I've thought about this for a completely different application. In this case, it's low-voltage FETs (sub 100V) switching hundreds of amps each. The topic of cooling has been considered, as better heatsinking allows for fewer devices- keep in mind this application would have used many modules and tens of thousands of these devices- each module supplying about 10 kA at about 50 volts for short pulses, with perhaps up to 100 modules running in parallel.
One idea involves soldering them directly to a liquid-cooled copper bar. In this case, because it would be pulsed, the liquid cooling would mostly be used to cool the bar down between pulses (very low duty cycle). The bar would also double as the electrical connection, so obviously this won't work where the tab needs to be insulated.
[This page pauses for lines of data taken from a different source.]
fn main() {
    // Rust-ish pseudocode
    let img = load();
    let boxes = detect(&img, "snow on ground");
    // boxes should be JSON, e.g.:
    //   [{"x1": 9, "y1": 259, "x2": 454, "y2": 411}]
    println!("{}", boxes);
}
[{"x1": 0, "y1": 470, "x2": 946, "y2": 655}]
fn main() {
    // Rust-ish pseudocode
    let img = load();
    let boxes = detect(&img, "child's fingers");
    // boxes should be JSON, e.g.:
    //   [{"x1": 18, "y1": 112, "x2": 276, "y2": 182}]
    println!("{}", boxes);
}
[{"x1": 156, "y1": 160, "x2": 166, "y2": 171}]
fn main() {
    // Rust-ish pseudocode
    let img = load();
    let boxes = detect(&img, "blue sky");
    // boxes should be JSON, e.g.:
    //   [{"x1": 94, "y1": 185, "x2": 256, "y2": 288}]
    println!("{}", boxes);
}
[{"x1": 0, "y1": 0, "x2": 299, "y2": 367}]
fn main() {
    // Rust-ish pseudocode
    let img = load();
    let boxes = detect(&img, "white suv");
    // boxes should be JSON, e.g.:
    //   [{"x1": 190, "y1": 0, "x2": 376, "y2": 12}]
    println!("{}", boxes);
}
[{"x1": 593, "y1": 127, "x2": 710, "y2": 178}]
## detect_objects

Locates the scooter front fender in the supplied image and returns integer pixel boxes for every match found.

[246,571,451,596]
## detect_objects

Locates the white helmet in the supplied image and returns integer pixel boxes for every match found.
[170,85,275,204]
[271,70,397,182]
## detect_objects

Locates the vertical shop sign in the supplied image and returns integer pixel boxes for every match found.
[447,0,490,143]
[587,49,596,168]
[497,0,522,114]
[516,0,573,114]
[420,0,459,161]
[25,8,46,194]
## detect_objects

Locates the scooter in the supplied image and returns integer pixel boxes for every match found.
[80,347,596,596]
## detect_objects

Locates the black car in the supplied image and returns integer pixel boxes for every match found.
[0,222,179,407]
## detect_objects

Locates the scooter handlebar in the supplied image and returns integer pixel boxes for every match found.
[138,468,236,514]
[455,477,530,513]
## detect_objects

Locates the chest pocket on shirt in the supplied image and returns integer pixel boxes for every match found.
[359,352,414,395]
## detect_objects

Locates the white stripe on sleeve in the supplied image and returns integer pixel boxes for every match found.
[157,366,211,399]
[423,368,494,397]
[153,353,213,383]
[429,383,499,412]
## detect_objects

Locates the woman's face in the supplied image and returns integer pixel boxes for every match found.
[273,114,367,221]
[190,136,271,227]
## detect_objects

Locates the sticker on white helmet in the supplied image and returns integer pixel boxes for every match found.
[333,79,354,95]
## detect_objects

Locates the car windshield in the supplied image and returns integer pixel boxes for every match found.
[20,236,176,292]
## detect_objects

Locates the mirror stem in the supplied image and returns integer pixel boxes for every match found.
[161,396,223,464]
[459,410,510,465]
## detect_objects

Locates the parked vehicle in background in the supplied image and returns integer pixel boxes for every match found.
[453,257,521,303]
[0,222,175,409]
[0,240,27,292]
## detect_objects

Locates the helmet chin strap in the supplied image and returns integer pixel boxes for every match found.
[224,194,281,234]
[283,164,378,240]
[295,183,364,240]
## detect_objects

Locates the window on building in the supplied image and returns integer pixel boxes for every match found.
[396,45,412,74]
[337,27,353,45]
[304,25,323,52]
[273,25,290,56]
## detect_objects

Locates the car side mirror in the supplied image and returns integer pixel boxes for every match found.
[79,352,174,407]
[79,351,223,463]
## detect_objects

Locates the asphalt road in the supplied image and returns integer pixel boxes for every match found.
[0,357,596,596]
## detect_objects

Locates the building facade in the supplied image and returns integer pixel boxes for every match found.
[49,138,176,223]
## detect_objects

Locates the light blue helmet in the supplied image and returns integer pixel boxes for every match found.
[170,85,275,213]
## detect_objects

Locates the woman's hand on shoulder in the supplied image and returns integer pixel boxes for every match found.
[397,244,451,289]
In order to solder them, the heatsink bar would be uniformly heated to some temperature above the melting point of solder (leaded in this case). It would be tinned, then the many devices get applied all at once. The bar could then be cooled, hopefully before damage to the devices occurs. This would not be a trivial task, and it would require a lot of careful preparation and control over the process. It has never been tried, but could conceivably work. Smaller heatsinks would be easier to solder to.
The project above is unlikely to come to fruition at this point, but the cooling concept could still work.
My suggestion? Unless you have very good reason not to do so, just add some more devices. Minimizing thermal resistance is often a very tricky task. There are situations where it is necessary, but it's best to avoid needing to do so if possible.